Steve: Here we come back to the sins of the father being visited upon the sons. One of the ideas of Bretton Woods (in Keynes’s version) [was that] by having a non-national currency as the currency of international trade (the bancor), and by having rules to constrain the degree to which surpluses could be run up by countries running surpluses (taxes on them, in effect to help development), there would have been an enormous fund of bancor available to pay for what the International Monetary Fund was supposed to be – [an] international clearing house.  Those funds would have been available to pay for a vaccine if we’d got ourselves into this situation in that alternate universe.  But because we haven’t, this is one case where you simply have to borrow money, or are given [the] money to buy it, because you can’t pay for these vaccines with your domestic currency if you’re not running a trade surplus in the first place. It’s a reason to have international aid, and to have largesse, and it’s not going to happen. There’s going to be that huge shortfall so the vaccinations won’t get as widespread as they should be in Africa and in India and Latin America and the poor parts of Asia (Thailand will do a very good job).  So we’re going to have these breeding grounds for Covid 19 to give us Covid 22 and Covid 25 and so on.

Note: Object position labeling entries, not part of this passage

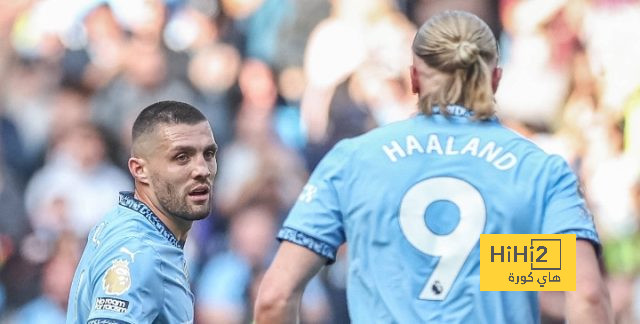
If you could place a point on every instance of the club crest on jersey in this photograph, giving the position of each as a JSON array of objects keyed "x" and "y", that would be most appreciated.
[{"x": 117, "y": 280}]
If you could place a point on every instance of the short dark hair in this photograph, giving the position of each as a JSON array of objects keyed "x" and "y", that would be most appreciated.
[{"x": 165, "y": 112}]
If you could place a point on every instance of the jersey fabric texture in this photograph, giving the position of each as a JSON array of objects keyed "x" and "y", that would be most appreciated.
[
  {"x": 132, "y": 270},
  {"x": 410, "y": 196}
]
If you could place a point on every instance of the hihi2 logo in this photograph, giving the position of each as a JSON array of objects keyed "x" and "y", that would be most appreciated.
[{"x": 527, "y": 262}]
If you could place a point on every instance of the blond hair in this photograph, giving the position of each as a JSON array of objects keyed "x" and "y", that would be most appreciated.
[{"x": 461, "y": 46}]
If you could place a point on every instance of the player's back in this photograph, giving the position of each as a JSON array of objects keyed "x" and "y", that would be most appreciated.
[
  {"x": 132, "y": 270},
  {"x": 414, "y": 198}
]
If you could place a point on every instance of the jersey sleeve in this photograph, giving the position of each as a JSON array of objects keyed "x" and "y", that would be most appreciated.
[
  {"x": 315, "y": 221},
  {"x": 565, "y": 209},
  {"x": 127, "y": 286}
]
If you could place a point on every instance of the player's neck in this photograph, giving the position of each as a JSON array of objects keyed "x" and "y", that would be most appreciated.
[{"x": 179, "y": 227}]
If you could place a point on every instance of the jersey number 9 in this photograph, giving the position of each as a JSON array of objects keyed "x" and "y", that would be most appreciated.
[{"x": 453, "y": 248}]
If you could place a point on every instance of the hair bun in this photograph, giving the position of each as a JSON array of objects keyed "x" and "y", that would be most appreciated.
[{"x": 466, "y": 53}]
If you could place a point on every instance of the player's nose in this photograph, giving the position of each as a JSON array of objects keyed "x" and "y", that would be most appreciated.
[{"x": 201, "y": 168}]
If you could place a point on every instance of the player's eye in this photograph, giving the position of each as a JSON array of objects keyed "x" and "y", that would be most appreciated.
[
  {"x": 182, "y": 157},
  {"x": 209, "y": 154}
]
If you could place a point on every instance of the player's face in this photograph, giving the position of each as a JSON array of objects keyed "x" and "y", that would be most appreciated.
[{"x": 183, "y": 169}]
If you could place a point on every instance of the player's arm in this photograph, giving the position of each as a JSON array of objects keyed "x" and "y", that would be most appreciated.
[
  {"x": 284, "y": 282},
  {"x": 589, "y": 303}
]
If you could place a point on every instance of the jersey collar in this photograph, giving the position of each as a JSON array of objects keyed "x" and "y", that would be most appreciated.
[
  {"x": 457, "y": 111},
  {"x": 127, "y": 200}
]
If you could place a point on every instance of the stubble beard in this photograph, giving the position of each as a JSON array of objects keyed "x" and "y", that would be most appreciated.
[{"x": 176, "y": 205}]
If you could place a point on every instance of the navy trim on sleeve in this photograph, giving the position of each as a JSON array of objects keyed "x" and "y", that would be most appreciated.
[
  {"x": 106, "y": 321},
  {"x": 320, "y": 247}
]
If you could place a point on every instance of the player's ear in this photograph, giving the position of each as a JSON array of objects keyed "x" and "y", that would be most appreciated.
[
  {"x": 138, "y": 169},
  {"x": 496, "y": 75},
  {"x": 415, "y": 83}
]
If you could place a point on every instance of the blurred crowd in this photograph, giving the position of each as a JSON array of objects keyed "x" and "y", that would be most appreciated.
[{"x": 282, "y": 81}]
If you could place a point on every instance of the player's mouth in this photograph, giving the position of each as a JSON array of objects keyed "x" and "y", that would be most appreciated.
[{"x": 200, "y": 193}]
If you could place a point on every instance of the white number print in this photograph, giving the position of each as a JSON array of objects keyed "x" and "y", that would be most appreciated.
[{"x": 453, "y": 248}]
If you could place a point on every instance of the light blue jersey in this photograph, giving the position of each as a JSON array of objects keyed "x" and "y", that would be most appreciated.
[
  {"x": 412, "y": 198},
  {"x": 132, "y": 270}
]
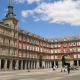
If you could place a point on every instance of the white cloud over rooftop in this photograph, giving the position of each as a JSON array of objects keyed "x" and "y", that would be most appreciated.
[{"x": 62, "y": 11}]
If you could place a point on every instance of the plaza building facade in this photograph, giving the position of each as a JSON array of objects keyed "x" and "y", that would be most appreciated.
[{"x": 21, "y": 49}]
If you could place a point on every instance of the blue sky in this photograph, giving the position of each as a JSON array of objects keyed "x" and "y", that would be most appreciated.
[{"x": 46, "y": 18}]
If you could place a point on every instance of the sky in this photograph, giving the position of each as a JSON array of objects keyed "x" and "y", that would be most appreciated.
[{"x": 46, "y": 18}]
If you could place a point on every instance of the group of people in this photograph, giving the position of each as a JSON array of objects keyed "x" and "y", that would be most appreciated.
[{"x": 68, "y": 69}]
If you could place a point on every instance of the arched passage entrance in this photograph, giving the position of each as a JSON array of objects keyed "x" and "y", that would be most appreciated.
[
  {"x": 40, "y": 61},
  {"x": 13, "y": 64},
  {"x": 23, "y": 64},
  {"x": 8, "y": 64},
  {"x": 65, "y": 60},
  {"x": 2, "y": 63},
  {"x": 19, "y": 64}
]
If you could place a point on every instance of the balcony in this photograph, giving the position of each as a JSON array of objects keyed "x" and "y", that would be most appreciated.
[{"x": 6, "y": 34}]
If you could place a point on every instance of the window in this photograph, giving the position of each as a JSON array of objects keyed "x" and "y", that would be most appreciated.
[
  {"x": 51, "y": 51},
  {"x": 56, "y": 56},
  {"x": 65, "y": 50},
  {"x": 58, "y": 50},
  {"x": 78, "y": 55},
  {"x": 58, "y": 44},
  {"x": 65, "y": 39},
  {"x": 64, "y": 44},
  {"x": 78, "y": 49},
  {"x": 55, "y": 45},
  {"x": 75, "y": 56},
  {"x": 55, "y": 51},
  {"x": 3, "y": 41},
  {"x": 78, "y": 43}
]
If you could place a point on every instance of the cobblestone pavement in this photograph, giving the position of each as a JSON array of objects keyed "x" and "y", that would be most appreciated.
[{"x": 39, "y": 74}]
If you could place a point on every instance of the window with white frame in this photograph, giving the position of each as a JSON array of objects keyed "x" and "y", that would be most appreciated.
[
  {"x": 55, "y": 45},
  {"x": 74, "y": 43},
  {"x": 56, "y": 57},
  {"x": 20, "y": 45},
  {"x": 78, "y": 43},
  {"x": 75, "y": 56},
  {"x": 51, "y": 45},
  {"x": 65, "y": 39},
  {"x": 58, "y": 50},
  {"x": 41, "y": 49},
  {"x": 58, "y": 44},
  {"x": 28, "y": 47},
  {"x": 55, "y": 51},
  {"x": 78, "y": 55},
  {"x": 70, "y": 49},
  {"x": 52, "y": 57},
  {"x": 24, "y": 46},
  {"x": 36, "y": 48},
  {"x": 52, "y": 51},
  {"x": 78, "y": 49},
  {"x": 71, "y": 43},
  {"x": 65, "y": 50},
  {"x": 65, "y": 44}
]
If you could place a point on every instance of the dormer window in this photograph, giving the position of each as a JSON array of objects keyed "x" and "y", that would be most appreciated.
[
  {"x": 56, "y": 40},
  {"x": 65, "y": 39}
]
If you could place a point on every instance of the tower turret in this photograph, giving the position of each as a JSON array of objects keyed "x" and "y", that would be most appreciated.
[{"x": 10, "y": 13}]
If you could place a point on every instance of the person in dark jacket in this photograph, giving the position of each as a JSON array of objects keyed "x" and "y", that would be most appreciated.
[{"x": 68, "y": 69}]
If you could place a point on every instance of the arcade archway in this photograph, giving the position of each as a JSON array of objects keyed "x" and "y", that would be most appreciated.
[
  {"x": 2, "y": 63},
  {"x": 40, "y": 61},
  {"x": 8, "y": 64},
  {"x": 65, "y": 60}
]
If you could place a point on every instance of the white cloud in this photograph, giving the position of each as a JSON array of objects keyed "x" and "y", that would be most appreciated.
[
  {"x": 63, "y": 11},
  {"x": 36, "y": 18},
  {"x": 19, "y": 1},
  {"x": 31, "y": 1},
  {"x": 27, "y": 13},
  {"x": 5, "y": 9},
  {"x": 23, "y": 20}
]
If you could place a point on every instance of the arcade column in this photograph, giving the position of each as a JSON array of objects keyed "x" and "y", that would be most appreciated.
[{"x": 0, "y": 64}]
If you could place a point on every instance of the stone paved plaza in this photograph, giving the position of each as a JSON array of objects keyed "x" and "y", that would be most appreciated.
[{"x": 39, "y": 74}]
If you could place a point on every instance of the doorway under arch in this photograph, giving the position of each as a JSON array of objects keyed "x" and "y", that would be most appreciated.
[
  {"x": 2, "y": 63},
  {"x": 8, "y": 64},
  {"x": 65, "y": 60},
  {"x": 40, "y": 61}
]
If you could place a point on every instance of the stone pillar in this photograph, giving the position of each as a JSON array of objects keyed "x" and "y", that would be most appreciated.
[
  {"x": 28, "y": 63},
  {"x": 5, "y": 65},
  {"x": 71, "y": 63},
  {"x": 0, "y": 64},
  {"x": 21, "y": 64},
  {"x": 54, "y": 64},
  {"x": 31, "y": 64},
  {"x": 60, "y": 64},
  {"x": 37, "y": 64},
  {"x": 25, "y": 64},
  {"x": 10, "y": 64},
  {"x": 17, "y": 64},
  {"x": 50, "y": 64},
  {"x": 43, "y": 64},
  {"x": 77, "y": 63}
]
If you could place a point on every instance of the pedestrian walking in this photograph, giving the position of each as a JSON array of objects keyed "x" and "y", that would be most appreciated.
[{"x": 68, "y": 69}]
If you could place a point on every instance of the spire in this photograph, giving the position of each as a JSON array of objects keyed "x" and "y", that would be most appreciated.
[
  {"x": 10, "y": 13},
  {"x": 10, "y": 2}
]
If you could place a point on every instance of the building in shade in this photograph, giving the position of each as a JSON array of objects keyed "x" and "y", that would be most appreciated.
[{"x": 21, "y": 49}]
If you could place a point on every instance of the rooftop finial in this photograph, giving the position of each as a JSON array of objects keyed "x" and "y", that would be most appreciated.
[{"x": 10, "y": 2}]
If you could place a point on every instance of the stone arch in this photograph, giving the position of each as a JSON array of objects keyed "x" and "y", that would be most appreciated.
[
  {"x": 65, "y": 60},
  {"x": 40, "y": 61},
  {"x": 2, "y": 63},
  {"x": 13, "y": 64},
  {"x": 8, "y": 64},
  {"x": 19, "y": 64}
]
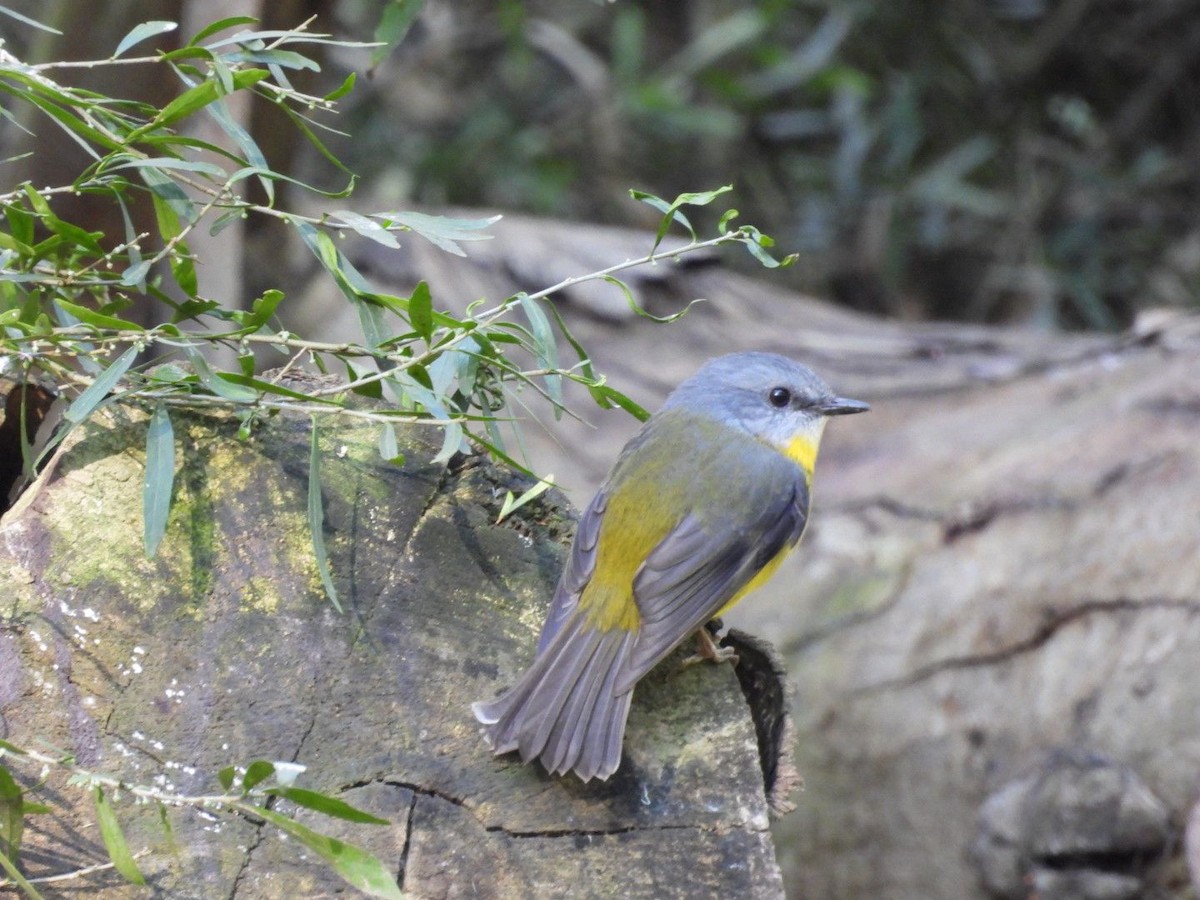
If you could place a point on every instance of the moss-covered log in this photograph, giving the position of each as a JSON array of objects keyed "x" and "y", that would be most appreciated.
[{"x": 223, "y": 649}]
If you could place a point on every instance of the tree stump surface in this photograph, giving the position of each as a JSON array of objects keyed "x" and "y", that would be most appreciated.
[
  {"x": 1000, "y": 582},
  {"x": 223, "y": 649}
]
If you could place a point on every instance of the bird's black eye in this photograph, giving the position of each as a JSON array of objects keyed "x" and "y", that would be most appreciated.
[{"x": 779, "y": 397}]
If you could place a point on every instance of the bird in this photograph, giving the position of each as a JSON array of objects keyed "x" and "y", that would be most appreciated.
[{"x": 701, "y": 507}]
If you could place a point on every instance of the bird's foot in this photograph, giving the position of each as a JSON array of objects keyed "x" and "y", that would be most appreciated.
[{"x": 708, "y": 651}]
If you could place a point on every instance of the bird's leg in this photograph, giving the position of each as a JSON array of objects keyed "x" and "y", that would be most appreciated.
[{"x": 708, "y": 649}]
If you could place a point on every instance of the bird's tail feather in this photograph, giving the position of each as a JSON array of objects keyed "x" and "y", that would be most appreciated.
[{"x": 564, "y": 709}]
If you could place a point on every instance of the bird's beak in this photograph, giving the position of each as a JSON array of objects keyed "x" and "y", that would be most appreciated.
[{"x": 841, "y": 406}]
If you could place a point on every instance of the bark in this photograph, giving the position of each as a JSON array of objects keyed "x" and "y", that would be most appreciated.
[
  {"x": 1000, "y": 574},
  {"x": 223, "y": 649}
]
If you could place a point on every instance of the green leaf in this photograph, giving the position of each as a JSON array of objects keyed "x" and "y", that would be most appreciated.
[
  {"x": 160, "y": 479},
  {"x": 545, "y": 348},
  {"x": 221, "y": 25},
  {"x": 397, "y": 17},
  {"x": 642, "y": 311},
  {"x": 142, "y": 33},
  {"x": 671, "y": 210},
  {"x": 420, "y": 311},
  {"x": 28, "y": 21},
  {"x": 511, "y": 504},
  {"x": 83, "y": 406},
  {"x": 388, "y": 447},
  {"x": 12, "y": 814},
  {"x": 19, "y": 880},
  {"x": 323, "y": 803},
  {"x": 317, "y": 519},
  {"x": 114, "y": 840},
  {"x": 195, "y": 99},
  {"x": 369, "y": 228},
  {"x": 256, "y": 773},
  {"x": 354, "y": 864},
  {"x": 223, "y": 384},
  {"x": 442, "y": 231},
  {"x": 607, "y": 397},
  {"x": 288, "y": 59},
  {"x": 343, "y": 88},
  {"x": 97, "y": 319}
]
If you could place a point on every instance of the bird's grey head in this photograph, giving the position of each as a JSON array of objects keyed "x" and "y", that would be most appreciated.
[{"x": 765, "y": 394}]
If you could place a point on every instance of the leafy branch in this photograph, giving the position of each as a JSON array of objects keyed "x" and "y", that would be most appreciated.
[{"x": 245, "y": 793}]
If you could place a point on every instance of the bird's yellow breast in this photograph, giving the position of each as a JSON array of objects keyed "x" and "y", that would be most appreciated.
[{"x": 803, "y": 451}]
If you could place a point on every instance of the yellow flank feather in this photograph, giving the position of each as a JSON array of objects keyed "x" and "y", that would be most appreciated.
[
  {"x": 803, "y": 451},
  {"x": 647, "y": 507}
]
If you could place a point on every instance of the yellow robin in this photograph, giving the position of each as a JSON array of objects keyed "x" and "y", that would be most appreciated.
[{"x": 701, "y": 507}]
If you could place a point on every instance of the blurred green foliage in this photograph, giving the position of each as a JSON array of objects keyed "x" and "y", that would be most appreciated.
[{"x": 1003, "y": 160}]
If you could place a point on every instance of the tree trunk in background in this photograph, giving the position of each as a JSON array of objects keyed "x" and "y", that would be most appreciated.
[
  {"x": 994, "y": 622},
  {"x": 225, "y": 649}
]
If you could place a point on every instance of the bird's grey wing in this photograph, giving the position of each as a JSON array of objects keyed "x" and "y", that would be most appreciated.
[
  {"x": 701, "y": 565},
  {"x": 577, "y": 571}
]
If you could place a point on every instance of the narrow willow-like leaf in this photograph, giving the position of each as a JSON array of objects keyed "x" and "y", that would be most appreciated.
[
  {"x": 397, "y": 17},
  {"x": 369, "y": 228},
  {"x": 327, "y": 804},
  {"x": 354, "y": 864},
  {"x": 256, "y": 773},
  {"x": 94, "y": 396},
  {"x": 546, "y": 349},
  {"x": 442, "y": 231},
  {"x": 28, "y": 21},
  {"x": 12, "y": 815},
  {"x": 97, "y": 319},
  {"x": 114, "y": 840},
  {"x": 420, "y": 311},
  {"x": 143, "y": 33},
  {"x": 221, "y": 25},
  {"x": 317, "y": 519},
  {"x": 511, "y": 504},
  {"x": 19, "y": 880},
  {"x": 160, "y": 478},
  {"x": 389, "y": 449}
]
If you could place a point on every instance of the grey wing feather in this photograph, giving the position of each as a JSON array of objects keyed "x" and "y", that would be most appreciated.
[
  {"x": 577, "y": 571},
  {"x": 696, "y": 570}
]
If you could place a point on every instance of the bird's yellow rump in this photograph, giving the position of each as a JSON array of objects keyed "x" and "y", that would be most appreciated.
[{"x": 700, "y": 508}]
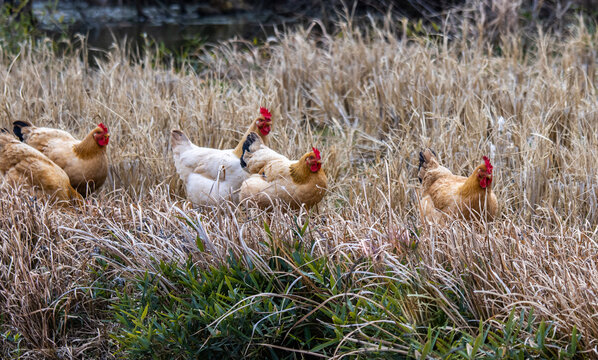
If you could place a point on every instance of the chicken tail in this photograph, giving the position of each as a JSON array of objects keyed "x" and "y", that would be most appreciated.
[
  {"x": 5, "y": 137},
  {"x": 250, "y": 145},
  {"x": 17, "y": 128},
  {"x": 426, "y": 158}
]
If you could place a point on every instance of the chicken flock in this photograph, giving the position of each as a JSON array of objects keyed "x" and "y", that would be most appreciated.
[{"x": 53, "y": 163}]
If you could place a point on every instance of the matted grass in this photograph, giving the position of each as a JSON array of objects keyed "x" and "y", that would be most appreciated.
[{"x": 370, "y": 99}]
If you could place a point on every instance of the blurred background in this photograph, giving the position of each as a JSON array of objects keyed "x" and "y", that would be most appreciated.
[{"x": 178, "y": 24}]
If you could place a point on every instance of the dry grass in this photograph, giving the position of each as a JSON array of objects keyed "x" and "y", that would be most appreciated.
[{"x": 370, "y": 100}]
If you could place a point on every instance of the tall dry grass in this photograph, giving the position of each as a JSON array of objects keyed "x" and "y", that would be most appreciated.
[{"x": 370, "y": 99}]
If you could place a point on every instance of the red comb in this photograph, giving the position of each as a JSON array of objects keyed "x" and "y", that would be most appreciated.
[
  {"x": 316, "y": 152},
  {"x": 265, "y": 113},
  {"x": 488, "y": 165}
]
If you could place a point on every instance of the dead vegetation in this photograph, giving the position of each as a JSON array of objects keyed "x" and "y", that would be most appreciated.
[{"x": 370, "y": 99}]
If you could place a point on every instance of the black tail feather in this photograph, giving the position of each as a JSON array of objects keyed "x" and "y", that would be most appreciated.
[
  {"x": 17, "y": 126},
  {"x": 422, "y": 160},
  {"x": 251, "y": 138}
]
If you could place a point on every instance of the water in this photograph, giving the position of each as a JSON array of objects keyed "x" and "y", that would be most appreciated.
[{"x": 172, "y": 26}]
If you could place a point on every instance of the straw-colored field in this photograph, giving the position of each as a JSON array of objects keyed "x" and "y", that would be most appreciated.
[{"x": 71, "y": 281}]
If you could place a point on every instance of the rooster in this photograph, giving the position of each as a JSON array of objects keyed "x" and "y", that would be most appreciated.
[
  {"x": 213, "y": 175},
  {"x": 21, "y": 164},
  {"x": 85, "y": 161},
  {"x": 446, "y": 193},
  {"x": 276, "y": 178}
]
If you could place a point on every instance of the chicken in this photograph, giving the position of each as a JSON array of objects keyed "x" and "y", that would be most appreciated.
[
  {"x": 21, "y": 164},
  {"x": 85, "y": 161},
  {"x": 214, "y": 175},
  {"x": 445, "y": 193},
  {"x": 276, "y": 178}
]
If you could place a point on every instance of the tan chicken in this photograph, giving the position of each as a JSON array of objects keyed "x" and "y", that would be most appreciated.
[
  {"x": 276, "y": 178},
  {"x": 20, "y": 164},
  {"x": 85, "y": 161},
  {"x": 445, "y": 193},
  {"x": 214, "y": 175}
]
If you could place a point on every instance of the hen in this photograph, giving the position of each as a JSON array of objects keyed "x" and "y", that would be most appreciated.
[
  {"x": 214, "y": 175},
  {"x": 276, "y": 178},
  {"x": 85, "y": 161},
  {"x": 445, "y": 193},
  {"x": 20, "y": 164}
]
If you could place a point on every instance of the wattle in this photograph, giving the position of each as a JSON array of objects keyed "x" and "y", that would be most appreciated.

Phil: For which our existing vaccines will be useless.

Steve: Yeah, potentially. You want to get a vaccine which attacks parts of the virus that have to stay the way they are for the virus to exist. [Vaccines] that target the spike protein aren’t necessarily going to be successful because we’re seeing the British version and the South African version change the spike and make it more effective. At least one of the vaccines has been bypassed by that particular piece of evolution.  But yeah, this has to be treated as a global problem, and we’re not set up as a global community.

Phil: It might not be best in terms of the local economies, but if you look at the way the Chinese have rolled out the Belt and Road Initiative, where they basically invest money into infrastructure in overseas countries, and then they employ Chinese workers paid in Chinese yuan to work in those factories so that … money can be generated in their own local currency (even though it’s applied overseas) – could we do the same sort of thing? Could we say, “Well, okay, let’s build production facilities around the world, and the US will fund some of it, and the UK will fund some of it, and it’ll be with money that we’ve created in [our] own economies”, rather than having to pay money into these … Then it becomes part of our own circulating currency, doesn’t it.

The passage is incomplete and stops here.